I m sure ClericJay is familiar with this German TV film. Yesterday I have watched the entire 94 minutes( the 10 parts ) from YouTube, and the scenario was very realistic. In this alternate history fiction, during the East German uprising, the Soviets make a desperate attempt to crack down on the revolution by using force, and a series of miscalculations end up causing total war. This was very plausible, and only by miracle it did not happen. Normally collapsing empires do not give up without causing trouble. But the war scenes and the scenario were very realistic.
Incidentally, since the walls of Libria are in fact from an East German military base, this movie should be interesting for EQ fans.
Thus Father and Dupont will probably come to power in the not so distant future.
I've seen the whole film in a row last week, but I did not find any time to comment until now.
No, I didn't know this film/documentary until you mentioned it. It was relaesed in 1998, when I was 9 years old. And back then I wasn't really interested in the topic and I doubt that my parents would have let me watch such a kind of movie.
But it was indeed very realistic and intriguing. The whole scenario is believable and was not only possible, but most presumable back then.
This whole miracle happened so "silently" that my parents recognized it the next day (well, my mum was in the hospital with me beeing just born).
I've seen a very good documantary about the 9th November 1989, where everything was shown in the very very detail, what happened, who was where and best of all: interviews with all important acting persons from this day, for example:
Günter Schabowski, who declared the opening of the border by accident without reading the backside of his paper, where was standing that the opening should have been restricted and happen a few days later.
en.wikipedia.org/wiki/G%C3%BCnter_SchabowskiAnd the East German Border Officer at Bornholmer Straße, who was the first to decide to open the border, after he was getting no clear orders from his headquarter about the further procedure with the masses of people coming to the checkpoint.
By the way, he's living in a town not 20km away from mine, but I need to research, where exactly. I've been thinking about visiting and talk to him.
But first I have to look the documantary again to recall his name... But no time for that these days...
The whole fall of the wall was a miracle and sometime I feel like it was for me somehow.
Living in the GDR with all these restrictions would have been... difficult for me I suppose, though many people arranged themselfs with the system, so they did not really felt "imprisoned" or something like that. (The GDR still had the highest living standard in the East-Block...)
Back to the documentary:
What impressed me most about the way it is done, is that it was so hard, sometime impossible, to destinguish between the "faked" scenes with actors and the real historic material. They combined it perfectly.
To me, understanding all three languages (more or less), the quality of monologues and language as well as acting was fascinating, especially the Russian General was very well done.

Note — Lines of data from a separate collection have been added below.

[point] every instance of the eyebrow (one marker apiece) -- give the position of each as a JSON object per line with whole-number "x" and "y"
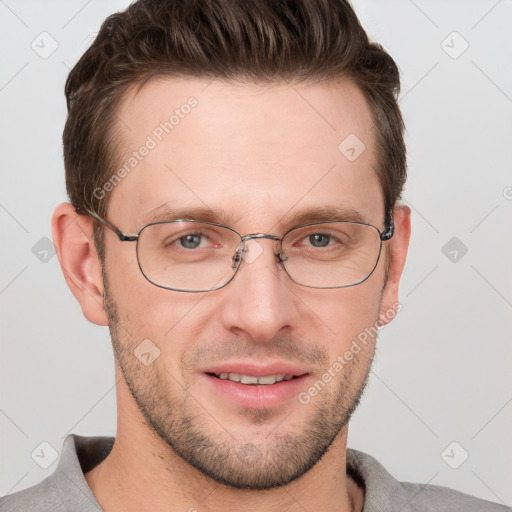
{"x": 166, "y": 212}
{"x": 324, "y": 214}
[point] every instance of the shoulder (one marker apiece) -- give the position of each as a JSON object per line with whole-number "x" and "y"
{"x": 43, "y": 497}
{"x": 434, "y": 497}
{"x": 383, "y": 493}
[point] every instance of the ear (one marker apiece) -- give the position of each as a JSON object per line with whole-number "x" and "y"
{"x": 72, "y": 236}
{"x": 398, "y": 246}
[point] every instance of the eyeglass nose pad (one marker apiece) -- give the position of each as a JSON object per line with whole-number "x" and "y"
{"x": 238, "y": 256}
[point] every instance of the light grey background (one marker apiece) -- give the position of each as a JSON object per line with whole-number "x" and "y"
{"x": 443, "y": 367}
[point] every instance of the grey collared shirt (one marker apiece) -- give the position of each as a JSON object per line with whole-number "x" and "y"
{"x": 66, "y": 490}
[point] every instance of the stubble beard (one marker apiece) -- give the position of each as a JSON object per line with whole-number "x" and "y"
{"x": 180, "y": 422}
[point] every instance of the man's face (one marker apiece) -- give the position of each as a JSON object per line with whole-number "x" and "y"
{"x": 257, "y": 157}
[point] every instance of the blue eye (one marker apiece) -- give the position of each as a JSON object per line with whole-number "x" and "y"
{"x": 191, "y": 241}
{"x": 319, "y": 240}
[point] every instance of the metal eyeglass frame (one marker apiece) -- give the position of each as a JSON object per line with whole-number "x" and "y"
{"x": 238, "y": 256}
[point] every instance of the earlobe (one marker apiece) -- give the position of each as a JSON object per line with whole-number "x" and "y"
{"x": 72, "y": 236}
{"x": 398, "y": 246}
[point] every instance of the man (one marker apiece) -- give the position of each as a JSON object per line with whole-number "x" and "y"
{"x": 234, "y": 171}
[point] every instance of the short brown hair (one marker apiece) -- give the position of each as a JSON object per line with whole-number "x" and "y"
{"x": 241, "y": 40}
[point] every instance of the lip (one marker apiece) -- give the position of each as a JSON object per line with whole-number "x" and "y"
{"x": 255, "y": 370}
{"x": 256, "y": 396}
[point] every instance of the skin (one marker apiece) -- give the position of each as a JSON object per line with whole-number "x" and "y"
{"x": 260, "y": 154}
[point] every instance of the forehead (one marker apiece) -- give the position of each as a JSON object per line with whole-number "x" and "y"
{"x": 254, "y": 151}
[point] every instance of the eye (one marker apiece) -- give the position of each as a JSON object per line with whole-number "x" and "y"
{"x": 191, "y": 241}
{"x": 319, "y": 240}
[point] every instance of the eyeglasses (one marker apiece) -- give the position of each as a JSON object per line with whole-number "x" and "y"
{"x": 196, "y": 256}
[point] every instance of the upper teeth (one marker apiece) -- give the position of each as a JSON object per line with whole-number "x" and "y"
{"x": 250, "y": 379}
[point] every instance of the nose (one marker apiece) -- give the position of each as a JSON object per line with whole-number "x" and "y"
{"x": 259, "y": 303}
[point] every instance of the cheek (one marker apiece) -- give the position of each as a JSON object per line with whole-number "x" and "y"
{"x": 344, "y": 314}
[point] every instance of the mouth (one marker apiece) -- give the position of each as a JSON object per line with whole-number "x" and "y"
{"x": 253, "y": 380}
{"x": 255, "y": 387}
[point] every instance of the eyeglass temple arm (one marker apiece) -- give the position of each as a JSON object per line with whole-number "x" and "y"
{"x": 122, "y": 237}
{"x": 390, "y": 229}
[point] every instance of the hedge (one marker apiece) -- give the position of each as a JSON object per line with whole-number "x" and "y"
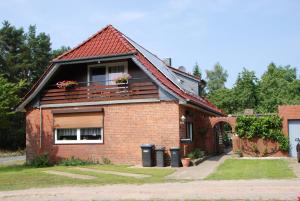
{"x": 265, "y": 127}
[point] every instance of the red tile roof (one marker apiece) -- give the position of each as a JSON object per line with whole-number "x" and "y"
{"x": 106, "y": 42}
{"x": 109, "y": 41}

Though I must say that the few comments of the German persons/actors were quite "sketchy" translated into English subtitles, while the Russian wasn't that far away from what the subtitle was declaring...
I'm wondering where they got all these war-fighting scenes from. Unbelievably impressing, some even much more then "artifiacial" scenes from war movies.
The documantary was done by the team of Guido Knopp, who is a very famous and controversial historian. The whole film is clearly wearing his "handwriting".
en.wikipedia.org/wiki/Guido_KnoppSome say that he'd show the whole Hitler-regime too human/too positive, but I think that he's hardly trying to look at both sides as neutral as possible.
(And even Nazis were just humans and I think it's very interesting to try to find out how they became persons, who were able to do such things.)
He and his team did so many legendary documantaries for German TV and I hope they'll do much more in the future.